The team also conducted large-animal experiments of the treatment. In a swine model of ischemia-reperfusion injury, a single intramuscular dose preserved cardiac function and reduced maladaptive remodeling.
The concept builds on earlier work by members of the research team including the development of a microneedle patch that delivers a hormone directly to the surface of the heart to promote repair after myocardial infarction. That researcher identified a signaling pathway linked to the natriuretic peptide receptor NPR1 as a potential mechanism that could support heart healing. Because ANP is the natural ligand for the receptor, the new research sought to determining if increasing ANP levels could elicit the same response as the microneedle patch using a less invasive approach.
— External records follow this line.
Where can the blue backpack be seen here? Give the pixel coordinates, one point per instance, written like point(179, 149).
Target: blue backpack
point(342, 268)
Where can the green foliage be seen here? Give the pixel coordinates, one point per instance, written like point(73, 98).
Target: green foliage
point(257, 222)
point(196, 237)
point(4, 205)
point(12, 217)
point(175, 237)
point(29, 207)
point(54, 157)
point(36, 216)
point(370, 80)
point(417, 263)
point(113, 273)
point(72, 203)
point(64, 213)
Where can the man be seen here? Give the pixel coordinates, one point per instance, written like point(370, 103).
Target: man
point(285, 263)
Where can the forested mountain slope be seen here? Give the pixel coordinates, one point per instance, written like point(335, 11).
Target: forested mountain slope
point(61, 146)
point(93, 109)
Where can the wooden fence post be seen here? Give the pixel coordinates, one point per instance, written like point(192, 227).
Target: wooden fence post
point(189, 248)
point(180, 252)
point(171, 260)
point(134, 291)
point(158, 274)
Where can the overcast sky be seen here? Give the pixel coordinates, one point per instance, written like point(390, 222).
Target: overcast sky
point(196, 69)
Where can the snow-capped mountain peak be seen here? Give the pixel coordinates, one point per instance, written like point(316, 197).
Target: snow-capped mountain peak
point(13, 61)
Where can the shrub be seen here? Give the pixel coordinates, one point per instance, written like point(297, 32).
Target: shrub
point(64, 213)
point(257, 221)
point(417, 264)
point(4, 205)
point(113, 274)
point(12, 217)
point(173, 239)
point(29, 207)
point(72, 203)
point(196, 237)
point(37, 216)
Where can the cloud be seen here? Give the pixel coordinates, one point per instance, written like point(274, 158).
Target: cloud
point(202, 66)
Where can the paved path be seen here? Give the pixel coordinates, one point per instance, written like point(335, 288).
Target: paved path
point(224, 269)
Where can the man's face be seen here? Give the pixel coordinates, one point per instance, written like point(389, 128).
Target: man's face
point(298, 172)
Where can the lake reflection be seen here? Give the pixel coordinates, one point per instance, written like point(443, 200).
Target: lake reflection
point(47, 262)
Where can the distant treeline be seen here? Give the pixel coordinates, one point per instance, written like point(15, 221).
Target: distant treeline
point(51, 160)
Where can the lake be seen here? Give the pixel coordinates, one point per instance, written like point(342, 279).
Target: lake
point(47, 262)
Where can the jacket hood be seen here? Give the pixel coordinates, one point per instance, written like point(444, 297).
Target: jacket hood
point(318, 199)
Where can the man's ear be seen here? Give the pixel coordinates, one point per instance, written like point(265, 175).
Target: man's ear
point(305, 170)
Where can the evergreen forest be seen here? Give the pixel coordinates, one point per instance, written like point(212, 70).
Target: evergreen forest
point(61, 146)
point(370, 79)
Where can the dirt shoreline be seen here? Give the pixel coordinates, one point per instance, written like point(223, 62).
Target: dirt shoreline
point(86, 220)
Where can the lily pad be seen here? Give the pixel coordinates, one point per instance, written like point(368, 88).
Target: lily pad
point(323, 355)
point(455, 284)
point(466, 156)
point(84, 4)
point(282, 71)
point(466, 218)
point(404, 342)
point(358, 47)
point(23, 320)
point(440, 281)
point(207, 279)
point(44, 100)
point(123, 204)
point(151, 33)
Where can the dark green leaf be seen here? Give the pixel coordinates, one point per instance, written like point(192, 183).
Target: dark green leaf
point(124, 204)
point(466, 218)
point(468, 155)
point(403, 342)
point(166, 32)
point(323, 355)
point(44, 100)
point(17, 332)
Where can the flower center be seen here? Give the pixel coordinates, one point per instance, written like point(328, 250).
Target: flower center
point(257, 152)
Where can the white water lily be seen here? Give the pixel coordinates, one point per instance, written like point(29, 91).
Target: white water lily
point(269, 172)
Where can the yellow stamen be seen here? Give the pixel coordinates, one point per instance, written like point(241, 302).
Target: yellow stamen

“Our study demonstrates that a single IM administration of saNppa-LNPs provides robust and durable cardioprotection across multiple species and clinically relevant injury models,” the researchers wrote. “By leveraging the self-amplifying properties of saRNA and the heart-specific activation of pro-ANP, this minimally invasive, one-shot therapy may offer a safe, simple, and effective strategy for cardiac repair.”
Follow-up preclinical research will focus on evaluating the safety, determining dosing strategies, and treatment timing in advance of in-human studies. If subsequent studies confirm the findings, the therapy could eventually be administered soon after a heart attack to support the heart during the early phase of recovery, when stress on the injured tissue is highest and the risk of long-term remodeling is significant.